İşte bu kıymetli kazancın şartı, farz namazını kılmaktır. Ta ki, o hizmeti lillah için olsun. Hem bir şartı da, sadakat ve şefkat ve sevinçle ve minnet etmemek tarzda yardımlarına koşmaktır.
بِاسْمِهِ سُبْحَانَهُ وَاِنْ مِنْ شَىْءٍ اِلاَّ يُسَبِّحُ بِحَمْدِهِ
اَلسَّلاَمُ عَلَيْكُمْ وَرَحْمَةُ اللهِ وَبَرَكَاتُهُ أَبَدًا دَۤائِمًا

Ey hapis arkadaşlarım ve din kardeşlerim,
Size hem dünya azabından, hem ahiret azabından kurtaracak bir hakikati beyan etmek, kalbime ihtar edildi.
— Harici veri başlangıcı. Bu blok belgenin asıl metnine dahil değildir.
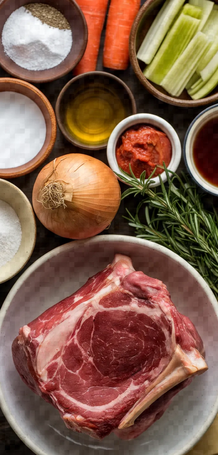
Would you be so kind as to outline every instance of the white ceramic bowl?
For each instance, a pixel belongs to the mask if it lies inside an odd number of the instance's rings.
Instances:
[[[124,120],[122,120],[115,127],[109,138],[107,147],[108,161],[112,171],[120,175],[123,175],[125,178],[128,178],[119,169],[116,158],[116,146],[119,137],[124,131],[128,128],[130,128],[134,125],[136,125],[138,123],[145,123],[147,125],[151,125],[152,126],[157,126],[164,133],[165,133],[170,139],[172,146],[172,157],[167,169],[173,172],[176,172],[180,162],[182,154],[181,144],[178,135],[168,121],[166,121],[161,117],[153,115],[152,114],[135,114],[134,115],[130,116],[130,117],[127,117]],[[166,182],[166,172],[163,172],[160,175],[163,182]],[[124,180],[121,178],[119,177],[118,178],[121,182],[124,182]],[[139,179],[138,180],[139,181]],[[160,185],[160,180],[158,176],[152,178],[152,180],[154,181],[154,183],[151,184],[151,187],[157,187],[158,185]],[[126,182],[125,182],[125,183]],[[128,185],[129,184],[126,183],[126,184]]]
[[[24,193],[15,185],[1,178],[0,199],[7,202],[15,210],[22,230],[21,243],[16,254],[10,261],[0,267],[0,283],[18,273],[29,260],[36,243],[36,226],[32,206]]]
[[[218,117],[218,104],[208,107],[194,119],[185,137],[183,156],[189,174],[196,183],[204,191],[218,196],[218,187],[210,183],[203,178],[196,167],[193,157],[193,146],[196,135],[205,123],[215,117]]]
[[[68,430],[57,410],[35,395],[15,369],[11,346],[20,327],[78,289],[114,253],[129,255],[136,270],[162,280],[178,310],[203,340],[208,371],[174,399],[163,417],[132,441],[111,434],[98,441]],[[19,278],[0,311],[0,405],[14,430],[37,455],[183,455],[218,411],[218,303],[198,273],[163,247],[134,237],[97,236],[58,247]]]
O da şudur:

Mesela, birisi, birinin kardeşini veya bir akrabasını öldürmüş. Bir dakika intikam lezzetiyle bir katl, milyonlar dakika hem kalbi sıkıntı, hem hapis azabını çektirir. Ve maktulün akrabası dahi intikam endişesiyle ve karşısında düşmanını düşünmesiyle, hayatının lezzetini ve ömrünün zevkini kaçırır. Hem korku, hem hiddet azabını çekiyor. Bunun tek bir çaresi var. O da, Kuranın emrettiği ve hak ve hakikat ve maslahat ve insaniyet ve İslamiyet iktiza ve teşvik ettikleri olan barışmak ve musalaha etmektir.

Evet, hakikat ve maslahat sulhtur. Çünkü ecel birdir, değişmez.O maktul, herhalde ecel geldiğinden daha ziyade kalmayacaktı. O kàtil ise, o kaza-i İlahiyeye vasıta olmuş.
Eğer barışmak olmazsa, iki taraf da daima korku ve intikam azabını çekerler. Onun içindir ki, “üç günden fazla bir mümin diğer bir mümine küsmemek” İslamiyet emrediyor.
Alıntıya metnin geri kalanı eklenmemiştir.